Site-specific Slurm info#

See also

For basic and advanced Slurm instructions, please see Running jobs in Slurm and Job scripts: Advanced topics.

For more specific information on Slurm use on the UAntwerp clusters, please see our site-specific Slurm info.

While the Running jobs in Slurm and Job scripts: Advanced topics pages provide basic and advanced information regarding Slurm, there are additional points to consider when using Slurm on Tier-2 clusters hosted at UAntwerpen.

Using accounts#

Since the introduction of the project account system in March 2024, users need to specify a valid project account for each job. This can be set using Slurm’s -A/--account option.

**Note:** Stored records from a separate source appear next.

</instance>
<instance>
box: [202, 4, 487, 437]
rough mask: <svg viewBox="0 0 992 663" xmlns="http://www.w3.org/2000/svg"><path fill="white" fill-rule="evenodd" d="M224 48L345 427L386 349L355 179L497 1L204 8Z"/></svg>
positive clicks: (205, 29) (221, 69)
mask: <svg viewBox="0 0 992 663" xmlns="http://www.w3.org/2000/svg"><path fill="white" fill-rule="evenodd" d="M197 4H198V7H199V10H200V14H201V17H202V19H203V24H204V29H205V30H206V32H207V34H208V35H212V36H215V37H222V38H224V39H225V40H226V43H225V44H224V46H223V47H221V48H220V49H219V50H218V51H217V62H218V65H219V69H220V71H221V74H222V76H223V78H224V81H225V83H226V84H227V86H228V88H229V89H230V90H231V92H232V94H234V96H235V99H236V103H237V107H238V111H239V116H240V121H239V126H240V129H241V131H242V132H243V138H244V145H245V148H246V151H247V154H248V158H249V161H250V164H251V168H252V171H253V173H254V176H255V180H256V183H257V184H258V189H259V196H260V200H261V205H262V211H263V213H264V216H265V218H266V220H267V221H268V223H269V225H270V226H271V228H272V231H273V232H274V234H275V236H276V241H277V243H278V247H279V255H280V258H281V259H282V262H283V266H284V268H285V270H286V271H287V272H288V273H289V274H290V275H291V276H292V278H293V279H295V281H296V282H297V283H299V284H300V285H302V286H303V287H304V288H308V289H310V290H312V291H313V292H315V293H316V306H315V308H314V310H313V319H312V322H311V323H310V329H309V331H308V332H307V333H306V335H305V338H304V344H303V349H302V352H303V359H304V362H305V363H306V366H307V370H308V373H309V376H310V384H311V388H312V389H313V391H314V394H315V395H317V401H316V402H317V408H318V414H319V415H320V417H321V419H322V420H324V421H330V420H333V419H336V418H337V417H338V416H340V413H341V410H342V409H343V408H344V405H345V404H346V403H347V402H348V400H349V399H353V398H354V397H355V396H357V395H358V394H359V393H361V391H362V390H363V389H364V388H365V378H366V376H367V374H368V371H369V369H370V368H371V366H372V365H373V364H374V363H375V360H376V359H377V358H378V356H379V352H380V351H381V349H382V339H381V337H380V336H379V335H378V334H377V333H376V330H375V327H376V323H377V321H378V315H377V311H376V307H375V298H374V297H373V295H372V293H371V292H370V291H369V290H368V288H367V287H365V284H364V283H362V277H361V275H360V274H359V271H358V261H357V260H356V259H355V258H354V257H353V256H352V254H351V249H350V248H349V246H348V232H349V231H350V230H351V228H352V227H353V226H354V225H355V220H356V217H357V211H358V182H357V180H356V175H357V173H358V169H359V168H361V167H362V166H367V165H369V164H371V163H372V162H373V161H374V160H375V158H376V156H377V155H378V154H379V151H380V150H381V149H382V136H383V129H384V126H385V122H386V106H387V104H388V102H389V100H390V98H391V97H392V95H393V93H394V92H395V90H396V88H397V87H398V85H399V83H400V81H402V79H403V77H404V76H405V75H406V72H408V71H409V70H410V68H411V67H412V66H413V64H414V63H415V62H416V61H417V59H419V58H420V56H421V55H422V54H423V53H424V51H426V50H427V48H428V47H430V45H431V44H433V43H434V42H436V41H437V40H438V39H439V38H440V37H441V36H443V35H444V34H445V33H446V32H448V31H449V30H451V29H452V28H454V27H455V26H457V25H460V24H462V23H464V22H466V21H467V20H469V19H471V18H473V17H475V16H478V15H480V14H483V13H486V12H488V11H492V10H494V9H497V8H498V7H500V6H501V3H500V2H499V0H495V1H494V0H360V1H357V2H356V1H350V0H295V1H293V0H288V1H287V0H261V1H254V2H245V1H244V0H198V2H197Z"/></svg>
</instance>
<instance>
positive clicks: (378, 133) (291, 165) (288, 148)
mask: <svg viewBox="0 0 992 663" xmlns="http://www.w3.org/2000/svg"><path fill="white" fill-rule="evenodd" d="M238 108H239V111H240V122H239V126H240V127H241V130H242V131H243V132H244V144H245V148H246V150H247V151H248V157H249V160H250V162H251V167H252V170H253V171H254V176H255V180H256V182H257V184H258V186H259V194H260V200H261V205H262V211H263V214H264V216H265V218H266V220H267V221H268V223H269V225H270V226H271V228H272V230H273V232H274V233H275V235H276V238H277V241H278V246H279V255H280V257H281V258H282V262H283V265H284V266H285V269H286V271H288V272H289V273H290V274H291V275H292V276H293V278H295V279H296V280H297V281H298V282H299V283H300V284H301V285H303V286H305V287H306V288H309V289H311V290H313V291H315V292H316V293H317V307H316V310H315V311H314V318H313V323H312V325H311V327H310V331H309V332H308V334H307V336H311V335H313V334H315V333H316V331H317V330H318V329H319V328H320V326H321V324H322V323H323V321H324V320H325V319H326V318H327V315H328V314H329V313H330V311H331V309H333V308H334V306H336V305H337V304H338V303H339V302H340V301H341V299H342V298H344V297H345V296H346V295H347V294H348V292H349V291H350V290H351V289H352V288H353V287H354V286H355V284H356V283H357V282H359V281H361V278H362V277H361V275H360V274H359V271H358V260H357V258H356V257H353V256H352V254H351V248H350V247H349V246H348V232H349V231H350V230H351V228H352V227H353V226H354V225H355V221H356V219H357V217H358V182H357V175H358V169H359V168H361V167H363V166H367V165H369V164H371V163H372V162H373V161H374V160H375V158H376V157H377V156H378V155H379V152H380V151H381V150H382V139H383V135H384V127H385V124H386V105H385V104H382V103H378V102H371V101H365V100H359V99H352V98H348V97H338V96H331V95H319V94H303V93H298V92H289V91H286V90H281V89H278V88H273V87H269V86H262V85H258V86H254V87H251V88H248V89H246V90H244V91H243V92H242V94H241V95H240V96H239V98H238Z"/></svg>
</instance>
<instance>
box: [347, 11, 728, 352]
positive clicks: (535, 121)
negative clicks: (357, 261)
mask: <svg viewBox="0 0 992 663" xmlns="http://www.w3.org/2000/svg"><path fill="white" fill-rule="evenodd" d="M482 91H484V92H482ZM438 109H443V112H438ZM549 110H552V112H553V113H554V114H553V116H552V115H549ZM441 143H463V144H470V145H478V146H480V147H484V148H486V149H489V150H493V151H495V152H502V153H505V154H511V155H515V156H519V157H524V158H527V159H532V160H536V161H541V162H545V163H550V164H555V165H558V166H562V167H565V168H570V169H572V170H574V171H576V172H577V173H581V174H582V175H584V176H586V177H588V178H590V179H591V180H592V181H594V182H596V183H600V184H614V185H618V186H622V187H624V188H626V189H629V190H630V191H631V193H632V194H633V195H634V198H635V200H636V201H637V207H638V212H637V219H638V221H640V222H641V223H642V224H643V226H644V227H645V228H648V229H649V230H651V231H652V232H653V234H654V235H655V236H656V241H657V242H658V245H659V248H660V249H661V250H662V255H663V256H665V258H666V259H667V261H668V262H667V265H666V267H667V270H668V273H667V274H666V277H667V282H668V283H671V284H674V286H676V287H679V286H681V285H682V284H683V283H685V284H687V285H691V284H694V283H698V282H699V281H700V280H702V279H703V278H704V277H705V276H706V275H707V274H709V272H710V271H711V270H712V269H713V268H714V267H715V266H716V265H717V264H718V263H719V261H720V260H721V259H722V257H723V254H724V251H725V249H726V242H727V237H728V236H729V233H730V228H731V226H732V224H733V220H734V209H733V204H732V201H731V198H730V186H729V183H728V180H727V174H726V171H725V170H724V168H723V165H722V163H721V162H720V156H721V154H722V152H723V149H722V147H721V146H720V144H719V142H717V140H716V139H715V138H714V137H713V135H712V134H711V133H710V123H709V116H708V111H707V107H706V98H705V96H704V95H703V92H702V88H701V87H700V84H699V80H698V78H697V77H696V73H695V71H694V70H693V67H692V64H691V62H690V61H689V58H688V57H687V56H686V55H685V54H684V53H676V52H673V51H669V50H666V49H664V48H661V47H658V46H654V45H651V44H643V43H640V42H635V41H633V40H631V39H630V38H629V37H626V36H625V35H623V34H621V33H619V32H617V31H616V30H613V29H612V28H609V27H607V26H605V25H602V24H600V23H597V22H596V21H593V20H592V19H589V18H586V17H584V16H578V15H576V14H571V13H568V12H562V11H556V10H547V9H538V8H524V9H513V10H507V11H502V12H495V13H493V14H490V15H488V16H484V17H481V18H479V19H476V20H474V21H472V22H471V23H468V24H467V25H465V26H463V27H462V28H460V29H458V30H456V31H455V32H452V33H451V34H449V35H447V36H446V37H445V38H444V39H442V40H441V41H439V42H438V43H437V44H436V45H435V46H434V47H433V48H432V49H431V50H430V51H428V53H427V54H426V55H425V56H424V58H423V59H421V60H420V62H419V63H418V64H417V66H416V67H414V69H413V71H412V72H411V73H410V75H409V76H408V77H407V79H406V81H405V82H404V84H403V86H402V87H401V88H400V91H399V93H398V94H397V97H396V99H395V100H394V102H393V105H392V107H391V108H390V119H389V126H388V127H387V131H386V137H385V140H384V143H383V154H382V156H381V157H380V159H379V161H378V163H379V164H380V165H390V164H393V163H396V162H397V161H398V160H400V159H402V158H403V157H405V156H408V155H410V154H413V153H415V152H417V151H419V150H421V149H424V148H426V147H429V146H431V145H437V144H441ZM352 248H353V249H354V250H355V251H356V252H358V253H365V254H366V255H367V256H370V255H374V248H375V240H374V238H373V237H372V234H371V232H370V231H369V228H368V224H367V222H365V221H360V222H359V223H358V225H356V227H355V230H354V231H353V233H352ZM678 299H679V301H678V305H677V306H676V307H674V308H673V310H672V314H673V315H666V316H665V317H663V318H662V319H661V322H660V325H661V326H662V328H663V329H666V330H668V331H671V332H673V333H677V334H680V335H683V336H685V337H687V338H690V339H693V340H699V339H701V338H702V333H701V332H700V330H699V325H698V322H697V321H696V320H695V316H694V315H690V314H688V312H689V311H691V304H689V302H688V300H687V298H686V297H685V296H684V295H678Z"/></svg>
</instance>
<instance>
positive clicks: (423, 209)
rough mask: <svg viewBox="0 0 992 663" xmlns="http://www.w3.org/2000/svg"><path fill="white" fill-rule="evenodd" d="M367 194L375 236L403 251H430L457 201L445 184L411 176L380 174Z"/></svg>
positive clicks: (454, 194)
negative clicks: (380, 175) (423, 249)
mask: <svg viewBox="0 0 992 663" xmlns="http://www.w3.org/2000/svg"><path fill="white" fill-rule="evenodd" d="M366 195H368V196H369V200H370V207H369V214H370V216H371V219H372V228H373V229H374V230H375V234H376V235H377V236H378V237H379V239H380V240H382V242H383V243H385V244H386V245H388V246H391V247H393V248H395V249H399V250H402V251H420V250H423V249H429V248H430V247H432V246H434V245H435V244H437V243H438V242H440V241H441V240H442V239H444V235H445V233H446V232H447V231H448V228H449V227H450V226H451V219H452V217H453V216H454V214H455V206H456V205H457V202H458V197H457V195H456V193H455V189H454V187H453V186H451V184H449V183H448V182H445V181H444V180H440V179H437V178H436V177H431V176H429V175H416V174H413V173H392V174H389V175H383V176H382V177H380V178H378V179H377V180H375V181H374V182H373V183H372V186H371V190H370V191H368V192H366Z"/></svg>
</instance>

You can get a list of valid project accounts you are a member of using the myprojectaccounts command.

Requesting memory#

When requesting memory, keep in mind that no swap space is available in case your application runs out of memory. Swapping is disabled because the nodes don’t have drives suitable for the load caused by swapping and because swapping is extremely detrimental to performance.

Requesting nodes#

On UAntwerp clusters we ask to only use the -N/--nodes option to request (and use) full nodes.

We furthermore ask to abstain from the --nodes=<minimum number>-<maximum number> option without consulting us first and discussing why it would make sense for your job.

Requesting GPUs#

Users of the GPU compute nodes are expected to report back on their experiences. We are most interested in users who can also compare with running on regular nodes as we will use this information for future purchase decisions.

Given that modern clusters tend to be built with nodes with even 4 or 8 GPUs, we would also like to learn from those users who can use only a single GPU in a node what is restricting them to use multiple GPUs.

Starting jobs#

The GPU compute nodes are managed through a separate partition, so you will need to explicitly specify it when submitting your job. We also configured the GPU nodes as shared resources, so that two users could each get exclusive access to a single, dedicated GPU at the same time.

In total, three GPU partitions are available:

Cluster

Partition

Available nodes

Vaughan

ampere_gpu

2 nodes with 4 NVIDIA Tesla A100 (Ampere) 40 GB SXM4

arcturus_gpu

2 nodes with 2 AMD Instinct MI100 (Arcturus) 32 GB HBM2

Leibniz

pascal_gpu

2 nodes with 2 NVIDIA Tesla P100 (Pascal) 16 GB HBM2

To submit a job on a GPU compute node belonging to a certain partition and get a single GPU, use the sbatch command

sbatch -p <partition> --gpus-per-node=1 <jobscript>

or add the lines

#SBATCH -p <partition>
#SBATCH --gpus-per-node=1

to your job script.

Using --gpus-per-node=2 would give you access to 2 GPU cards on a GPU compute node.

The defaults for the pascal_gpu nodes are set to --cpus-per-gpu=14 and walltime=1:00:00, so that with using only -p pascal_gpu --gpus=1 you would get a single GPU for 1 hour and all cores belonging to the CPU that is closest to that GPU. The Vaughan GPU nodes use a similar setup.

Note that the maximum wall time for GPU jobs is limited to 24 hours, without exception.

Monitoring GPU nodes#

Monitoring of CPU use by jobs running on the GPU nodes can be done in the same way as for regular compute nodes.

One useful command to monitor the use of the NVIDIA GPUs is nvidia-smi. It will show information on both GPUs in the GPU node, and among others lets you easily verify if the GPUs are used by the job. The AMD GPUs can be monitored similarly using the rocm-smi command.

Environment propagation#

Slurm jobs start in a clean environment which corresponds to your login environment, i.e. with only those additional variables that you defined in your ~/.bashrc file. Environment variables that happen to be set in the session from which you submit the job are not propagated to the job.

If needed you can modify this default behaviour with the --export option.

Example To pass an additional environment variable FOO with value bar, use --export=FOO=bar.

Note

The default minimal environment for a job is HOME,USER,TERM,PATH=/bin:/sbin.

These variables are added to the export options automatically.